- Born: 19 August 1961
- Died: 27 May 2023 (aged 61) Karachi, Pakistan
- Years active: 1988–2021
- Organization: JPMC
- Known for: Medical services

= Seemin Jamali =

Pakistani medical doctor (1961–2023)

Seemin Jamali (سیمین جمالی; 19 August 1961 – 27 May 2023), also known as Iron Lady, Bullet Lady and Bomb-Proof Lady, was a Pakistani medical doctor and former executive director of Jinnah Postgraduate Medical Centre in Karachi. She was appointed Member of Sindh Public Service Commission (SPSC) in December 2022. She was the recipient of the Tamgha-e-Imtiaz (2019) and the Women Achievement Awards.

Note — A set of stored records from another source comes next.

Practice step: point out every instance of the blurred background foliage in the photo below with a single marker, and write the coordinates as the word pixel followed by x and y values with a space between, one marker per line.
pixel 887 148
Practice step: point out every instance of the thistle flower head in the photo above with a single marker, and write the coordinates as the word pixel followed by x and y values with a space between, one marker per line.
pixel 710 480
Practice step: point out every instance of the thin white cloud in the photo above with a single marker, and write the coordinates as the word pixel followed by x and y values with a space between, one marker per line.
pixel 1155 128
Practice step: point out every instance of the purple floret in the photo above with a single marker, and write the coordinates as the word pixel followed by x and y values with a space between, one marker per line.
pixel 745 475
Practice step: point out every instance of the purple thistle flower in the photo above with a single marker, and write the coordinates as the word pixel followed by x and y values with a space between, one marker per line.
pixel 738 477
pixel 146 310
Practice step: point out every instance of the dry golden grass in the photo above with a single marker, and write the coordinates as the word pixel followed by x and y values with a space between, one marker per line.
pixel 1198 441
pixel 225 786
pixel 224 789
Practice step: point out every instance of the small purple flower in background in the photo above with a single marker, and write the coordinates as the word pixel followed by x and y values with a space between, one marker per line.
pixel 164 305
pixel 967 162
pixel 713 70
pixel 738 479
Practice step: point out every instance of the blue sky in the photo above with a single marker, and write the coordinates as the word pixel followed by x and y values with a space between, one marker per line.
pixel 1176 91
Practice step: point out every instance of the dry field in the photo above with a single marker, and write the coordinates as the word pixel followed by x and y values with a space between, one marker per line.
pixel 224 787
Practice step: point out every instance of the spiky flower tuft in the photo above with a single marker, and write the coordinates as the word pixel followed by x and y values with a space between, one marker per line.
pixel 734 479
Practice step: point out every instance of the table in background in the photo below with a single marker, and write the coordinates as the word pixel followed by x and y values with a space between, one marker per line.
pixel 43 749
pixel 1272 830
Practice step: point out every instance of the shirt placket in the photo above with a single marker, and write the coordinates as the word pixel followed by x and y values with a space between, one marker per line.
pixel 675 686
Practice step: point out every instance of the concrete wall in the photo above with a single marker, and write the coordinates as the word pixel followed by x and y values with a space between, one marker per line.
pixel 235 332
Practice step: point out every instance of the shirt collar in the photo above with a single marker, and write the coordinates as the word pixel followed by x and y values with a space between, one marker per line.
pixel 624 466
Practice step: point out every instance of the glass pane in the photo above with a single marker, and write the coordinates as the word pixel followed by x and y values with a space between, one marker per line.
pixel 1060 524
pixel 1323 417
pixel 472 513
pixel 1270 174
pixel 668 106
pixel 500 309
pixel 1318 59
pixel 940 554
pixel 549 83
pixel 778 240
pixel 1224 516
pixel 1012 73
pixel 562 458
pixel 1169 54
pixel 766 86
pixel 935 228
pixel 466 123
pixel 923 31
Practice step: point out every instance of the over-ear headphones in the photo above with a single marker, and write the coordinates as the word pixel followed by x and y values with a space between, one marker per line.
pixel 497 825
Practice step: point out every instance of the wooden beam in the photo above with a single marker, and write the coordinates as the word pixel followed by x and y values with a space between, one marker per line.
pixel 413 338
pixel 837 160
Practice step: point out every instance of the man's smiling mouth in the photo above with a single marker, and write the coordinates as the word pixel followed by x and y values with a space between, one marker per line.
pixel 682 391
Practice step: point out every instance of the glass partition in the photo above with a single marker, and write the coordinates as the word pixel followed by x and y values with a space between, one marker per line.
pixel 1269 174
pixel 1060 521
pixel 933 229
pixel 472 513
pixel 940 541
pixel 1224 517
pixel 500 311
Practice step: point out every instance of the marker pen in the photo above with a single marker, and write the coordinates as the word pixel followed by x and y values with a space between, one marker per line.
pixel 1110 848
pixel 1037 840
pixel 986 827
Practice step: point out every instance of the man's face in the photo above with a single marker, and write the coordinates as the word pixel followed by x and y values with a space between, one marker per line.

In October 2022, Jamali was given the honorary rank of Lieutenant Colonel by the Pakistan Army in recognition of her lifelong services.

== Early life ==
Jamali was born on 19 August 1961, to Ghulamullah Din Muhammad Memon. She studied in Gulistan Shah Abdul Latif School and graduated from Nawabshah Medical College in 1986.

== Career ==
Jamali joined JPMC in 1988. In 1993, she completed her master's degree in Primary Healthcare Management (MPHM) in Thailand. She took charge of JPMC's emergency department in 1995. She did a postdoctoral fellowship in Emergency Care in the US. She was awarded a scholarship for a post-doctoral fellowship in public health policy and injury prevention at the Johns Hopkins School of Public Health.

== Personal life and death ==
In 2020, Jamali was diagnosed with colon cancer, which was successfully treated at the time.

On 27 May 2023, Jamali died from a recurrence of cancer while being admitted to Aga Khan University Hospital, Karachi. She was 61.